В тот день я много думал об этом, пытаясь найти хоть какие-то значимые следы бурной деятельности последних лет. Да так и не смог. Решил, что начался кризис среднего возраста, о котором так много слышал. И постарался больше об этом не думать, убеждая себя, что жизнь складывается весьма недурно. Получше, чем у многих. И тому полно подтверждений. Правда, сугубо материальных. Пройдет время, и они обратятся в прах, истлеют, будут утилизированы. А вот вопрос «что я делал все это время?» останется. Останется без ответа.
В следующие полгода я частенько возвращался к этим мыслям. Они то приглушенно ныли где-то на заднем плане, то терзали меня в полный голос, то недовольно ворчали, словно брюзжащая старуха. Кризис среднего возраста все никак не желал сдавать свои позиции. Так я думал тогда. Сейчас я понимаю, что это была первая ступень подготовки. Подготовки к переходу из одного мироощущения в другое.
И... наконец-то время пришло. Когда чувство пустоты существования в очередной раз крепко взяло меня за горло, я не на шутку разозлился. На себя, ведь все это были сугубо мои внутренние разборки. «Хватит плакаться, идиот! Что я сделал, да что останется, — выговаривал себе по дороге домой, временами переходя на еле различимый шепот. — Ты ж ни черта не делаешь, ноешь только. Ты когда рассказываешь чего-нибудь за столом, люди чего говорят, а? Надо это обязательно написать, вот чего. И ты ж вроде хотел попробовать. Напиши книгу, хватит сопли жевать! Ты ж не инвалид. Просто сядь и напиши чего-нибудь. Помнишь, задумки какие были? Ты их когда жене рассказывал, помнишь, как она отреагировала? Вот бы такой фильм снять! Так садись и пиши. Начни хотя бы, вместо того, чтоб в ящик глаза лупить и пиво жрать с друганами. Рукописи не газетенки, они ж не горят. А если книгу не тянешь, вязанием займись, придурок. Хоть свитер будет».

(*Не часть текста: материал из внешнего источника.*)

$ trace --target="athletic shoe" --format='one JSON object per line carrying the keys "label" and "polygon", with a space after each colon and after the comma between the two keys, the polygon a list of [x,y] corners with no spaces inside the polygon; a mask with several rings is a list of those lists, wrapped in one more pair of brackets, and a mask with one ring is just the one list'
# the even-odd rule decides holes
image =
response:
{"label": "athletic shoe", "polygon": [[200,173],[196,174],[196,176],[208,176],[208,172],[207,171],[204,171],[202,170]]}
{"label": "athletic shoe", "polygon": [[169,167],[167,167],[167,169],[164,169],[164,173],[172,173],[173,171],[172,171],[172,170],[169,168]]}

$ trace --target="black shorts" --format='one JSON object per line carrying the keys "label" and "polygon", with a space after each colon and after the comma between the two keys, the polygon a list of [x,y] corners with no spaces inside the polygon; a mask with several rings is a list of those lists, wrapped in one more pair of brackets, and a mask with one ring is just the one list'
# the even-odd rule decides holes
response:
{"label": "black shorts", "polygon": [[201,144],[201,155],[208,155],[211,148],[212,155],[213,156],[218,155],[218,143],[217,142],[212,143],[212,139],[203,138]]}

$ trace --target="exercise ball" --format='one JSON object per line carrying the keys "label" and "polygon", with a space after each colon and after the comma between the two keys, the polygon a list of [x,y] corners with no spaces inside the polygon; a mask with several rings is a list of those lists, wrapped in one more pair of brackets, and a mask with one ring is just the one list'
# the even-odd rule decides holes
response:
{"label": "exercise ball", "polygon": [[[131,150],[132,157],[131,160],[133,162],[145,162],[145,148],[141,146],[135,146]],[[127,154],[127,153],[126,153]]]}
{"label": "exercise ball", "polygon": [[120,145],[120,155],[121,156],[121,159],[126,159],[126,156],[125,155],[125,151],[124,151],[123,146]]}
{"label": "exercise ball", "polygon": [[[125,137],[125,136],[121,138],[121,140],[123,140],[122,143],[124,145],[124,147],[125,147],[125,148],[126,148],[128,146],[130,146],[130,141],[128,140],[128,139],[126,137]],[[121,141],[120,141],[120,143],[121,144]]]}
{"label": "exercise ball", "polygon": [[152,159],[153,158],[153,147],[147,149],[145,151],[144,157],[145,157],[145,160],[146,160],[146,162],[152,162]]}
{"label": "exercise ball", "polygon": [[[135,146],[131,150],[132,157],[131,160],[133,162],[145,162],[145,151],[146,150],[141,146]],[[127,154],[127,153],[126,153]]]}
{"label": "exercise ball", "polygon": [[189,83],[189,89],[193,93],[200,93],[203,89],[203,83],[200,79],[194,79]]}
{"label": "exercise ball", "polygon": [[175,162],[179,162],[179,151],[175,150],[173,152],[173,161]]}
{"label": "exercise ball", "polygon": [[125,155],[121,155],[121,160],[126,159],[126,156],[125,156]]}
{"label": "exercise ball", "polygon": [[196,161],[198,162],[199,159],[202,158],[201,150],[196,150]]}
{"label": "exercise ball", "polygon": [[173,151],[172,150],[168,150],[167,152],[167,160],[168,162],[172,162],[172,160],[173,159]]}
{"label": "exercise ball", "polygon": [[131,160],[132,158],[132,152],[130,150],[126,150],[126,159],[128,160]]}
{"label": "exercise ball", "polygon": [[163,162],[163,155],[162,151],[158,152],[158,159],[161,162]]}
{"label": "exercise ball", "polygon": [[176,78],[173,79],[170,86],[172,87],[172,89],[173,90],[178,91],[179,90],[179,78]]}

В тот вечер я несмело пообещал себе написать чего-нибудь коротенькое, на пробу. В ближайшее время, буквально на днях. Но дни эти все никак не начинались. Как назло, навалилась работа, да еще переезд на новую съемную квартиру.
Старт был дан внезапно, без подготовки. Как это чаще всего бывает, я опять прозевал судьбоносный момент, иначе бы сфотографировался тогда на память.
Это было поздним субботним вечером, часов около одиннадцати. Накануне перечитал любимую книгу, «Москва — Петушки» Ерофеева. И вновь меня околдовала причудливая поэтика его прозы, что сродни симфонической музыке. Усевшись за компьютер, впустую провел в Интернете около часа, словно собирался с духом. Потом несмело создал на рабочем столе вордовский файл, даже никак не назвав его. Уставившись в пустой лист, вибрировал на волнах ерофеевской прозы и вдруг, ей-богу, не помню как, начал писать. Писать о том, что видел совсем недавно, никакой фантастики, задумок и сюжетов. «Хотя бы полстранички сделаю. Что получится — то получится».
Спустя несколько минут на мониторе увидел вот что. Ну вот! Вышел я на улицу — и на хрена??? Смотрю в мир Божий — и что вижу? Опять дядя Коля из второго подъезда валяется на весеннем газоне, пьяный до святости, в неестественной позе. Во вполне приличной, но в грязной, до потери цвета, одежде. Глазки у него светлые-светлые. Ближе к Богу стал ли он? Я верю, что стал. И потому верю, что и сам стать хочу.